Men were gasping for breath by the time they reached the
landing at the top of the tower. The last few steps were tentative ones, due to
both fatigue and the expectation of finding a cornered thief prepared to have
one last go at defending his freedom.

“Huh?” Danberry wondered aloud. “Where’d he go?”

There were clockworks all about, but no proper hiding place.
As guardsmen filled the landing all about him, Danberry looked up to see if the
thief had climbed atop the uppermost gears, but there was no one there. Finally,
he noticed that a small access door, used for cleaning the clock face from the
outside, was unlatched. He pushed it open and stuck his head out, fighting back
a wave of queasiness as he looked at the dizzying drop to the cobblestones far
below. There was no place for the thief to have dropped to the museum roof, for
the clock face was to the far end of the building, facing away from the
roofline. Looking up and down, there seemed to be no footholds or handholds
worth noting.

“Well, unless that fella’s part bird, he’s splattered all
over Lords’ Crossing.
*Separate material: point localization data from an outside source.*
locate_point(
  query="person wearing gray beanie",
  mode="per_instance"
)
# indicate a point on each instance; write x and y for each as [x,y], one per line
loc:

That’s my guess. Betcha you’d see the body if’n it
weren’t for that blown lamp,” Danberry said, pointing down at the road for one
of the guardsmen who had stuck his head out beside him.

* * * * * * * *

In a rented room, several blocks from the museum, sat a huge
bear of a man, with a shaggy black beard and an unkempt mop of greasy black
hair that tried to hide the fact that he was balding at the top. A toothy
yellow smile split his face as a satchel plopped down on the table in front of
him.

“I heard the alarm from here. Anyone follow you?” the man
asked.

“No, they’re probably searching the ground outside the clock
tower for my gory remains even as we speak.”

The speaker was still dressed all in black, but now was
unhooded. Jaw-length auburn hair framed a face smooth with the signs of youth.
Her piercing green eyes met those of her associate directly, with no sign of
deference or fear. She was tall, and thin of face and limb. The loose black
outfit hid her modest curves and called into question her gender, but only when
her face was hidden away as well; she was unmistakably beautiful.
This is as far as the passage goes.